Белухин весело с нами прощается:
— Привозите еще, теплее будет.
Его желание мы исполнили через день: привезли Голоса и
Шнайдера, а через неделю еще троих.
На этом, к счастью, и кончилось.
Несколько раз Антон заезжал в больницу и узнавал у сестры, в
каком положении наши дела. Тифу не удалось ничего поделать с колонистами.
Мы уже собирались кое за кем ехать в город, как вдруг в
звенящий весенний полдень из лесу вышла тень, завернутая в ватноеь одеяло. Тень
прямо вошла в кузницу и запищала:
— Ну хлебные токари, как вы тут живете? А ты все
читаешь? Смотри, вон у тебя мозговая нитка из уха лезет…
Ребята пришли в восторг: Белухин, хоть и худой и
почерневший, был по-прежнему весел и ничего не боялся в жизни.
Екатерина Григорьевна накинулась на него: зачем пришел
пешком, почему не подождал, пока приедут?
— Видите ли, Екатерина Григорьевна, я бы и подождал, но
очень уж по шамовке соскучился. Как подумаю: там же наши житный хлеб едят, и
кондер едят, и кашу едят по полной миске, — так, понимаете, такая тоска у
меня по всей психологии распостраняется… не могу я наблюдать, как они этот
габерсуп… ха-ха-ха-ха!
— Что за габерсуп?
— Да это, знаете, Гоголь такой суп изобразил, так мне
страшно понравилось. И в больнице этот габерсуп полюбили употреблять, а я как
увижу его, так такая смешливость в моем организме, — не могу себя никак
приспособить: хохочу, и все.
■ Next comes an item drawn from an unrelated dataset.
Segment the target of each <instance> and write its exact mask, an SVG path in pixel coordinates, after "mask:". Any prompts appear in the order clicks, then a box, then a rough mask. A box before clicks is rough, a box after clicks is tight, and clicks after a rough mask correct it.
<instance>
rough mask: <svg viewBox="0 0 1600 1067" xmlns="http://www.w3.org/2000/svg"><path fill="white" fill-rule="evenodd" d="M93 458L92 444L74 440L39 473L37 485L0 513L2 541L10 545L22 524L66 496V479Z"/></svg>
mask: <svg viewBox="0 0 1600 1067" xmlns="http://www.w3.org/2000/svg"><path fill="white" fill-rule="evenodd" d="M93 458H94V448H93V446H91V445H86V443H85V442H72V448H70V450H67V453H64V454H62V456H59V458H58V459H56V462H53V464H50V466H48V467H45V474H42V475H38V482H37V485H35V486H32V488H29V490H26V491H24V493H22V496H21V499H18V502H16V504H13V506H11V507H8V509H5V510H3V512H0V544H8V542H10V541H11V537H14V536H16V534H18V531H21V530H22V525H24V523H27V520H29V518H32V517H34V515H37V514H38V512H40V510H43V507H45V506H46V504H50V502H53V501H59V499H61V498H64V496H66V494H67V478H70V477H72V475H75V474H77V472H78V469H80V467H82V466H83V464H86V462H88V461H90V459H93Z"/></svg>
Аж сестра уже ругаться начала, а мне после того
еще охотнее — смеюсь и смеюсь. Как вспомню: габерсуп… А есть никак не могу:
только за ложку — умираю со смеху. Так я и ушел от них… У вас что, обедали?
Каша, небось, сегодня?
Екатерина Григорьевна достала где-то молока: нельзя же
больному сразу кашу!
Белухин радостно поблагодарил:
— Вот спасибо, уважили умирающего.
Но молоко все же вылил в кашу. Екатерина Григорьевна махнула
на него рукой.
Скоро возвратились и остальные.
Сестре Антон отвез на квартиру мешок белой муки.